I don’t want to belabor the whole thing here. But there are few issues that do have to be dealt with:
> In principle, I don't see any difference between "we have 45% confidence it is the ancestor" and "we have 45% confidence it is the sister group".
Um, yikes! Herein is a major problem. An ancestor is a very, very, very specific thing: a member of the population from whom the later clade of interest is directly derived. I.e., your grandparents are ancestors, but your granduncles and aunts are not.
A sister group is simply the taxon within a given analysis which is more closely related to the clade of interest than all other taxa *in that analysis*. So finding that A is the sister taxon to C in an analysis is *NOT* a statement that “A was the very closest relative to C of all organisms that ever lived.” It is simply an analysis-level topology. [see note below]
In contrast, saying A is the ancestor to C means that in the actual real world, all members of C are directly derived from the population A. That is an exceedingly difficult and problematic thing to demonstrate.
To constrain it to the issue of bird origins, we might be confident (hypothetically here: in reality, the base of Paraves remains in a real state of flux) that Archaeopteryx lithographica is closer to extant birds than to all other operational taxonomic units in our study. But we really can’t say that it was Archaeopteryx lithographica that was the ancestor. This is especially true for the pre-Pleistocene fossil record, where recovery of a given type of fossil is extremely spotty. Can we be secure that it was the Bavarian species that was the ancestor to birds, and not a species in Greenland, or western North America, or Australia, or Africa, or what have you? No, the sampling is by no means anywhere near dense enough to even know the regional species geography of early Tithonian small theropods.
(In the very youngest part of the fossil record, sampling for some taxa (medium-to-large bodied mammals) might well be good enough to actually be more secure in such a statement.)
Furthermore, there really isn’t even a strong knowledge benefit of knowing a given Tithonian maniraptoran was the direct ancestor of Passer and Struthio. To know the ancestral states present in that part of the tree might be good enough to make reasonable tests of such issues as the origin of avian flight or the dietary habits of birds in that part of the tree.
[My note from above: for this discussion, I am dealing with taxa as operational taxonomic units (entities put into the matrix). This is independent of the issue of phylogenetic taxonomic nomenclature. In that situation, but the use of node-stem triplets, we can define sister groups. But that wasn’t the sort of matter being discussed.]
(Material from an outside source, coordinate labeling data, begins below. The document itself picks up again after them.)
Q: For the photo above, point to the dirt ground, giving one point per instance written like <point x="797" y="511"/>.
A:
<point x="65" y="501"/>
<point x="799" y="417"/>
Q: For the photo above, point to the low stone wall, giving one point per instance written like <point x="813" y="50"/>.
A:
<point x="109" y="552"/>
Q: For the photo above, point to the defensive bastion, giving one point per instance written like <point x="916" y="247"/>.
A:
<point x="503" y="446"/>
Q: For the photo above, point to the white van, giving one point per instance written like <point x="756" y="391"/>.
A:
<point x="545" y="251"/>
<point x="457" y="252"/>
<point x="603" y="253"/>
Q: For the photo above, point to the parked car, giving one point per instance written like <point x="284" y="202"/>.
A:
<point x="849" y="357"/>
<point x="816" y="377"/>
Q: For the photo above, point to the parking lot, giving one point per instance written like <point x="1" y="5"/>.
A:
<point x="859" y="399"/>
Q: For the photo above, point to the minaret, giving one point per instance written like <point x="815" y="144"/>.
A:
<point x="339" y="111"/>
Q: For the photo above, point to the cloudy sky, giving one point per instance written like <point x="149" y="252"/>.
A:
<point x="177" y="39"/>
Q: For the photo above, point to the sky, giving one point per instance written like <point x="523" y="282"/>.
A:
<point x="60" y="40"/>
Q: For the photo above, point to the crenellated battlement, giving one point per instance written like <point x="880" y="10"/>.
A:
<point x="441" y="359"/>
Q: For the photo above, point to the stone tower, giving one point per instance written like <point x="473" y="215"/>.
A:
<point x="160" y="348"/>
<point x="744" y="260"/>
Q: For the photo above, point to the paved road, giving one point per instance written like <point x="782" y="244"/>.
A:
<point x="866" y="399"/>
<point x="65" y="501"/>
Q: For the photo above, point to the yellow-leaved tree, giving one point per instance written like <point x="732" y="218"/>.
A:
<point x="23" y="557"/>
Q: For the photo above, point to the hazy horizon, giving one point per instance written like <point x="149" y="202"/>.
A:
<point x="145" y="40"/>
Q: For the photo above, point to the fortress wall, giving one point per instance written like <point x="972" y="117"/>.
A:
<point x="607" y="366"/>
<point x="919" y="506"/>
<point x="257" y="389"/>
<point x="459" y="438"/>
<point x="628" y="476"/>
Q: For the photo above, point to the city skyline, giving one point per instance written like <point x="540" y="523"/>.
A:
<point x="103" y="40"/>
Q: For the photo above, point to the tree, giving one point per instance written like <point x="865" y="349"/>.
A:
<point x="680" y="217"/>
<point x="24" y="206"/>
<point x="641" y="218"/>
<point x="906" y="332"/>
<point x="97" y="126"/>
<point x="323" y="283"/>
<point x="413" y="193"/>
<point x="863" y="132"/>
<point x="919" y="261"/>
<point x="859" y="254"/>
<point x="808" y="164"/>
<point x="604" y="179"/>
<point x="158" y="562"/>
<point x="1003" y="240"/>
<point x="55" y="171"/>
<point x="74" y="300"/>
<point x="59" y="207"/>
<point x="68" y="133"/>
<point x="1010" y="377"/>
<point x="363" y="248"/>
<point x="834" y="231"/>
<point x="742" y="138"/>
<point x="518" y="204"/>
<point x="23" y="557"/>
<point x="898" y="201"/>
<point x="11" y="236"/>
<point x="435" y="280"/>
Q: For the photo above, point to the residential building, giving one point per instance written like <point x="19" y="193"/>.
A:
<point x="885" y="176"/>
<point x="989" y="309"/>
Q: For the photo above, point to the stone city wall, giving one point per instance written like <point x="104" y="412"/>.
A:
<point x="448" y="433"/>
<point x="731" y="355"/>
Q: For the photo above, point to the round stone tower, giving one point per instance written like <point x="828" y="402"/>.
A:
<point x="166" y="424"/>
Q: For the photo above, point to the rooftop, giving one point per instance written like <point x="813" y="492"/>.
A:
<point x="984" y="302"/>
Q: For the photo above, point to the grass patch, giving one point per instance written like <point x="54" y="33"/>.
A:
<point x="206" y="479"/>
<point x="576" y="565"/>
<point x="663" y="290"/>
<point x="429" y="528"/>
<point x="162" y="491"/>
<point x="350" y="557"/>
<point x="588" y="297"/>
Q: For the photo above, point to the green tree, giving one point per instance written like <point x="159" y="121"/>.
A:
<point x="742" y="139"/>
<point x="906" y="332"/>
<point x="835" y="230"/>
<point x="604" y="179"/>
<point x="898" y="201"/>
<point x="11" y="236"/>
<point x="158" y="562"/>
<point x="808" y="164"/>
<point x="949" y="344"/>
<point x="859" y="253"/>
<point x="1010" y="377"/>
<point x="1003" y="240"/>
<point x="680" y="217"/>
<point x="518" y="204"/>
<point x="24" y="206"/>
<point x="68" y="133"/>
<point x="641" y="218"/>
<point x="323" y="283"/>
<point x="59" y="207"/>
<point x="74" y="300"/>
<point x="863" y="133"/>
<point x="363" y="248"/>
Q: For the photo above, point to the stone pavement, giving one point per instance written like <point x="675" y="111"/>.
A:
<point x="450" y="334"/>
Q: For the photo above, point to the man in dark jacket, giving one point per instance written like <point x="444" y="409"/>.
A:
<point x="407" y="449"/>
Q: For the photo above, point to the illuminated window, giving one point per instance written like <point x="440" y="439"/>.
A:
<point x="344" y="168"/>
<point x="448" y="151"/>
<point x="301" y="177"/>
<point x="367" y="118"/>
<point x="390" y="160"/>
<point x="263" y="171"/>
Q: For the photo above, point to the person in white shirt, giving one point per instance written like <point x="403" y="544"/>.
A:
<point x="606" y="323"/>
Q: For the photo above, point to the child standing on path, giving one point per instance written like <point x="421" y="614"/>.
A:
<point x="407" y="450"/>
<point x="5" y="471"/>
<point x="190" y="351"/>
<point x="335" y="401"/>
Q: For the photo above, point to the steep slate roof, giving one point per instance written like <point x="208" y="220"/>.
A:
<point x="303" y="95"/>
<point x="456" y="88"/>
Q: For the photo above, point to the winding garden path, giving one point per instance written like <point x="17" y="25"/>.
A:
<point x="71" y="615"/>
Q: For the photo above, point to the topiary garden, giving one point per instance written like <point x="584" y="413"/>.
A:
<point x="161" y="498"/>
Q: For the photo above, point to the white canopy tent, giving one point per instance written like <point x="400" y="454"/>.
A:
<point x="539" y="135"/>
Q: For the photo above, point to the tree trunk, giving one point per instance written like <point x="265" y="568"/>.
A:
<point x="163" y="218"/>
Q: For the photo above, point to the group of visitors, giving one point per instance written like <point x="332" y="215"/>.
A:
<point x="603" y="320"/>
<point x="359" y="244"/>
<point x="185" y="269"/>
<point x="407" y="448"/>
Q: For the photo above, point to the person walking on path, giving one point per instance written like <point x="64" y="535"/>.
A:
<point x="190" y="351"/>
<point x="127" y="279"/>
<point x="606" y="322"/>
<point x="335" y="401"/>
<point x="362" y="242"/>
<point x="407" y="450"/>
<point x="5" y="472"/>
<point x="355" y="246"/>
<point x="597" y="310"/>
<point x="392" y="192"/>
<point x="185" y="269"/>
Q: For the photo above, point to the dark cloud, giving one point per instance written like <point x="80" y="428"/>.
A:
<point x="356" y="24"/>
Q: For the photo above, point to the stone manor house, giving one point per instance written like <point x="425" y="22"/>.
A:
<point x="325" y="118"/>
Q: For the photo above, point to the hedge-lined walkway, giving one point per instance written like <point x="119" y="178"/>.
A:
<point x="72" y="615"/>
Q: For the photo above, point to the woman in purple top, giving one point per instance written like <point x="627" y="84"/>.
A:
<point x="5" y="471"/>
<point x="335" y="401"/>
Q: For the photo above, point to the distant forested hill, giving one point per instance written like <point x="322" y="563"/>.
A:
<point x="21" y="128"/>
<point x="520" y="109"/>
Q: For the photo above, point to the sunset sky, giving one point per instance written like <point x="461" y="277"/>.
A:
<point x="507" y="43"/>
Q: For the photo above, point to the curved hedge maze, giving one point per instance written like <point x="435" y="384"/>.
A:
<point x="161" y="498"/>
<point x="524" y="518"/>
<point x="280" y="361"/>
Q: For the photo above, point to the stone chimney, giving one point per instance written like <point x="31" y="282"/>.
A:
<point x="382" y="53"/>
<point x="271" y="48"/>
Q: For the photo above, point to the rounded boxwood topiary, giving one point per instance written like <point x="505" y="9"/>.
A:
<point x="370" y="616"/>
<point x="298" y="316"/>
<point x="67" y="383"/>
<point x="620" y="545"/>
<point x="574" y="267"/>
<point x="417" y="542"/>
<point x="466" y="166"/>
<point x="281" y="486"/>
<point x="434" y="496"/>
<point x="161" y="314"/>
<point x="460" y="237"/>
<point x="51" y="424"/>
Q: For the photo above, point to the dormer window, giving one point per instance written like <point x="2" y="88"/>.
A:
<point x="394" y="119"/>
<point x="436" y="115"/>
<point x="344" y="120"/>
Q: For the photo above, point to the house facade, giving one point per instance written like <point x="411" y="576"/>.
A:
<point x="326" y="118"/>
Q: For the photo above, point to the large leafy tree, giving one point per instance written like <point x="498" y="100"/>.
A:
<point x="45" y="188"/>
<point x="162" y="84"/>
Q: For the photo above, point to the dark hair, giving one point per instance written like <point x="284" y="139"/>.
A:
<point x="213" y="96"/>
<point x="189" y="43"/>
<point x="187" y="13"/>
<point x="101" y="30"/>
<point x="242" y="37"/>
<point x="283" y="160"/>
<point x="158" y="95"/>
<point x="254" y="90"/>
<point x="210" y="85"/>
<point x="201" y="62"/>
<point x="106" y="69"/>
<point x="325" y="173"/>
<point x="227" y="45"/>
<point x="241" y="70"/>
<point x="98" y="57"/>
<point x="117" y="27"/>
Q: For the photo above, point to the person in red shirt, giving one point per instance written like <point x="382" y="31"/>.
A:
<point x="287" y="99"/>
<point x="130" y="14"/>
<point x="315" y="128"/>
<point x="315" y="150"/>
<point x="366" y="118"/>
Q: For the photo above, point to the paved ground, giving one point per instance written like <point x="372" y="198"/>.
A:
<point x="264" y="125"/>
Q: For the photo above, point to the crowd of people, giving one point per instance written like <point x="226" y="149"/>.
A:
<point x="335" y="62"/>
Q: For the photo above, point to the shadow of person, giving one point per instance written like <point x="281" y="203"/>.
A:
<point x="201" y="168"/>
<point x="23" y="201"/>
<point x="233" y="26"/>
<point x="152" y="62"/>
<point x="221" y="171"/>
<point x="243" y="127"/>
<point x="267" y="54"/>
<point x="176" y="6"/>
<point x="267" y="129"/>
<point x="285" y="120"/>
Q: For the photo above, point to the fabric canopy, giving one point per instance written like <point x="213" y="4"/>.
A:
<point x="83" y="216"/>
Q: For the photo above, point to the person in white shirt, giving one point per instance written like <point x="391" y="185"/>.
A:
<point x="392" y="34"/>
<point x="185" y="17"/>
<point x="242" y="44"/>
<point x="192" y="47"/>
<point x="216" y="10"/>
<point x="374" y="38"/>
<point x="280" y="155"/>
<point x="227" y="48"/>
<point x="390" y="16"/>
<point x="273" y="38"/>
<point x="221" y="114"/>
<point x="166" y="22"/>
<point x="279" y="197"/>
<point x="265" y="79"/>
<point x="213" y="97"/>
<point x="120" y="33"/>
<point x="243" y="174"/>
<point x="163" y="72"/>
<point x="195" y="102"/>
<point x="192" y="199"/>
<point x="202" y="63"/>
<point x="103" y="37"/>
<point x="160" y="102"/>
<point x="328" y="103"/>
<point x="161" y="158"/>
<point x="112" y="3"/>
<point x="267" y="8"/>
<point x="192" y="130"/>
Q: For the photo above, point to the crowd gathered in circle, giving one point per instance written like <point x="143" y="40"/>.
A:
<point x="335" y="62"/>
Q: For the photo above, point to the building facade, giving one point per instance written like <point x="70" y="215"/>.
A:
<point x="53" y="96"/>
Since most of the remaining discussion was predicated on not seeing a difference between sister group and ancestor, I’ll let it go. But I do want to address this bit:
Ø I fail to see what is so new about ancestral state reconstruction; people were already doing it back in the 1980s.
I was referring to the newer software, which does in fact allow far more sophisticated means of assessing likelihoods and so forth of a given ancestral node state than traditional parsimony ACCTRANS/DELTRANS methods. Advances in computer speed and more sophisticated algorithms have greatly improved these, and (in my opinion) it is this end of phylogenetics and not necessarily tree reconstruction per se which has seen the greater advances in the last decade.
Thomas R. Holtz, Jr.
Email: firstname.lastname@example.org Phone: 301-405-4084
Principal Lecturer, Vertebrate Paleontology
Office: Geology 4106, 8000 Regents Dr., College Park MD 20742
Dept. of Geology, University of Maryland
Faculty Director, Science & Global Change Program, College Park Scholars
Office: Centreville 1216, 4243 Valley Dr., College Park MD 20742
Mailing Address: Thomas R. Holtz, Jr.
Department of Geology
Building 237, Room 1117
8000 Regents Drive
University of Maryland
College Park, MD 20742-4211 USA
From: email@example.com [mailto:firstname.lastname@example.org] On Behalf Of David Cerný
Sent: Wednesday, July 20, 2016 1:29 PM
Subject: Re: [dinosaur] Fossil theropods, dated phylogenies: topology, divergence dates, and macroevolutionary inferences
The point is that traditional phylogenetics and modern ones are both hindered in the same way: there IS no direct independent empirical evidence. So saying "we have 45% confidence it is the ancestor" (for instance) is actually not something we can verify.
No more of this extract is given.